Lab 7: Virtual File System
In this lab, you will manipulate structures from the Virtual File System (VFS), in particular the dentry cache.
Task 1: Patching the kernel
In this lab, you will need a slightly modified version of the kernel to export some variables. Instead of directly changing the sources, you will apply this patch.
Question 1
Read the patch to understand what it does.
Apply the patch with the patch
command from the root of your kernel sources tree. Note that you will need the -p1
option to tell patch
to ignore the first level in the paths of the patch.
If building the kernel takes a lot of time on your machine, don’t do it yet! Wait for the next question!
You can also use git
to apply the patches if you prefer.
Question 2
For this lab, you will also need to access the variable d_hash_shift
. Find where it is located in the kernel source. Can you use it in a module? If not, make the necessary changes to be able to.
Question 3
In order to be able to easily apply these changes in the future, generate a new patch that contains the changes of the patch provided to you as well as your modifications.

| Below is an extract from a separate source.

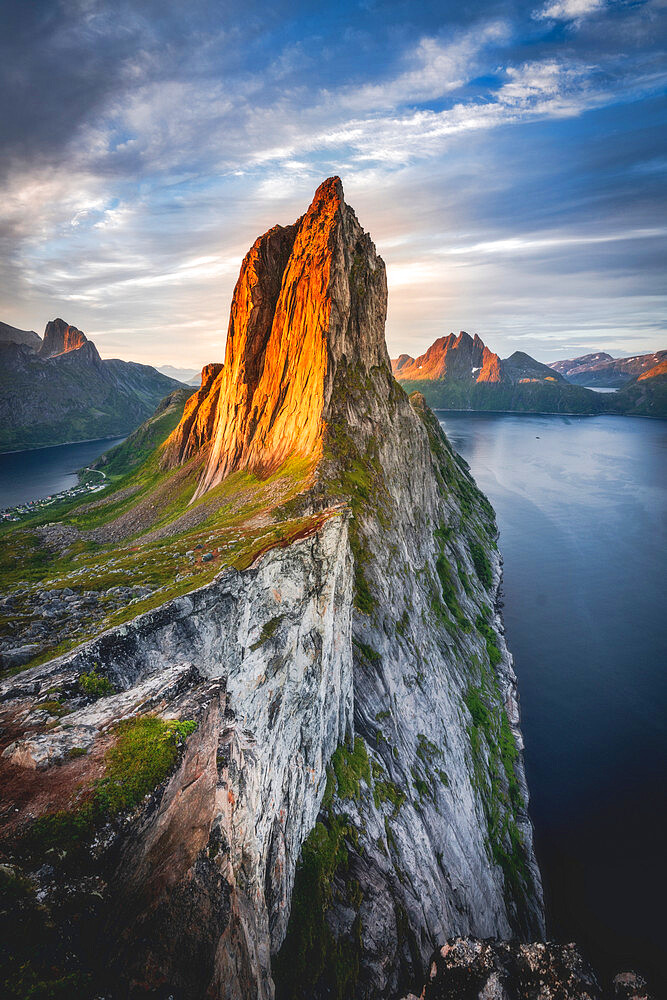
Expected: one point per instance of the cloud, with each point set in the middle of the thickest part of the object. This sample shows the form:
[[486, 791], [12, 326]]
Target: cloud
[[569, 10], [146, 145]]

You can generate a patch with the diff
command. Make sure to use the unified format and to compare the whole source tree. You can check the man page of the command as well as the patch provided earlier for some tips.
Task 2: A not so private cache
This task is a grade submission! If it passes the tests, it will count towards the 10% of the grade for labs. The reference evaluation script can be found here.

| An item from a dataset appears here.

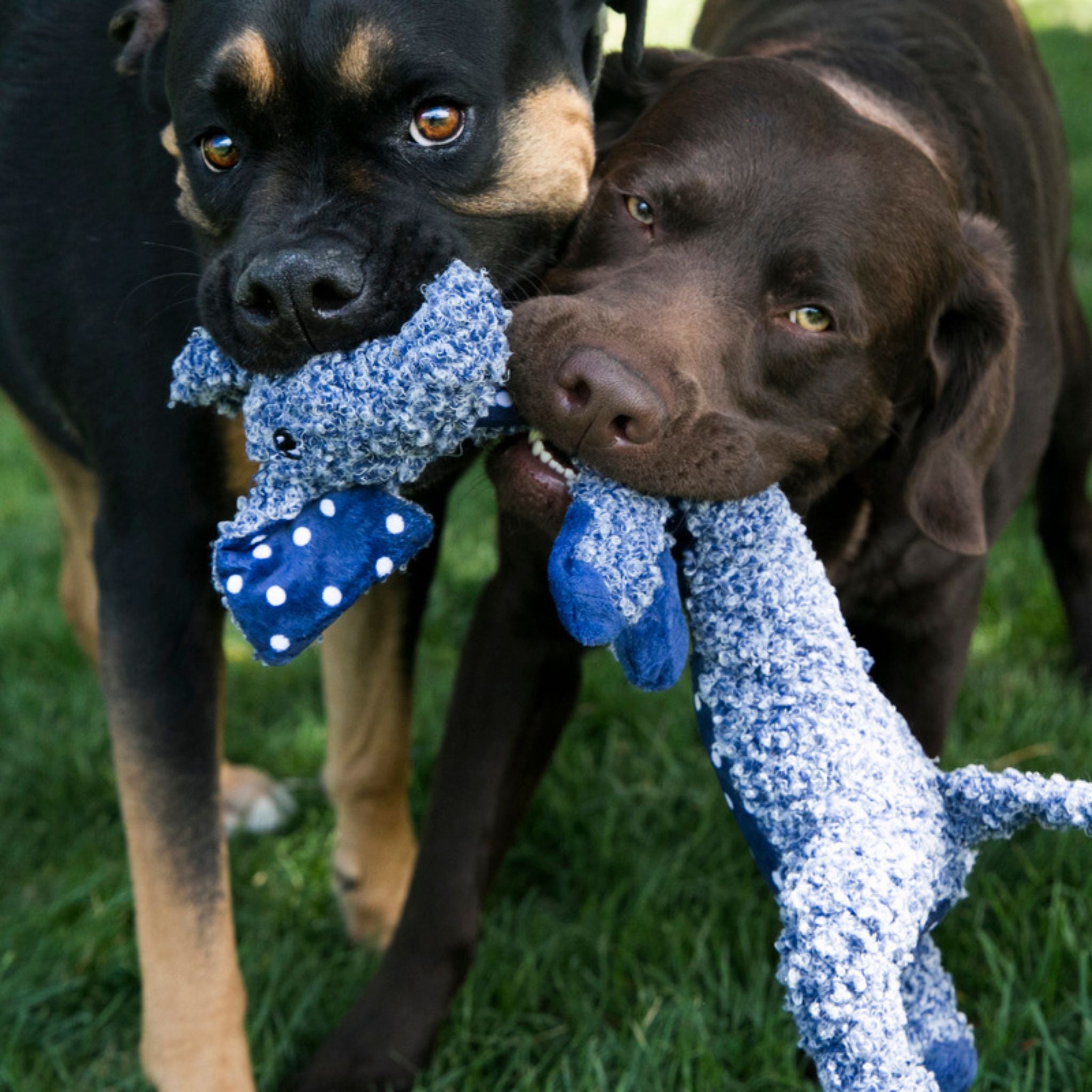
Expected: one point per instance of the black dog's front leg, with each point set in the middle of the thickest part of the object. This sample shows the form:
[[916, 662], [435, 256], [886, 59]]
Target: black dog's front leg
[[517, 685], [162, 665]]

Caution: You need to submit the patches from task 1 in addition to your module for the evaluation program to work!
Question 1
The dentry cache is a hash table that stores directory entries. By having a look at the kernel sources, find out the size of the hash table, i.e., the number of lists in it. More specifically, you can check out the d_hash()
function.
Question 2
Implement a module called weasel
that prints the address of the dentry cache hash table as well as its size, i.e., the number of buckets of the hash table.
Question 3
Modify your module to print the total number of entries in the table when you load it, as well as the length of the longest bucket.
What are your thoughts about the size of this cache, and the number of entries it contains? To help you have a better idea of this cache’s size, print the size of a dentry as well as the memory footprint of the dentry cache.

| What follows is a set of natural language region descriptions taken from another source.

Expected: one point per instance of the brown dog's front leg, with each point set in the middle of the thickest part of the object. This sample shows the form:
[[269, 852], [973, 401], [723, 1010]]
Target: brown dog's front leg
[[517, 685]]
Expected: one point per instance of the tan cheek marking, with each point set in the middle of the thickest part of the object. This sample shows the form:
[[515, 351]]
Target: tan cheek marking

You can also fill up the cache with valid entries by accessing all the files in the system by running:
find / -type f -print0 | xargs -0 stat > /dev/null
You can also try to access random file names to create negative dentries.
The lists used in the hash table of the dentry cache are not struct list_head
s. They are a slightly different kind of list with a particular feature that you must use to access the lists safely! Have a look at their definition in the kernel sources and how to use them properly.
Question 4
We now want to be able to query the state of the dentry cache without having to load and unload the module. To do so, you will use the procfs.
Modify your module so that it creates the directory /proc/weasel
, as well as a file /proc/weasel/whoami
that prints "I'm a weasel!"
when read. You can use the function proc_mkdir()
, proc_create()
and remove_proc_entry()
.
You will need to declare a struct proc_ops
for your procfs file. Although the name of the members differs, you can use it in the same way as a struct file_operations
.
Question 5
Add a file info
in /proc/weasel/info
. Instead of printing stats about the dcache when the module is loaded, we are using the file info
for that. The following format is expected for evaluation:
$ cat /proc/weasel/info
address: 0xffff333063ab0180
size: 42
entries: 17
longest: 1 entries
Make sure you are using 0x%px
as printk format specifier for the address.
Question 6
In order to export the dentry cache content to user space, implement a procfs file /proc/weasel/dcache
that lists the content of the dentry cache. You can implement this with a simplified version of seq files. Instead of implementing a struct seq_operations
, you can just use the single_open()
function in your open function in the struct proc_ops
and set the other function pointers properly. You can find multiple examples in the kernel sources.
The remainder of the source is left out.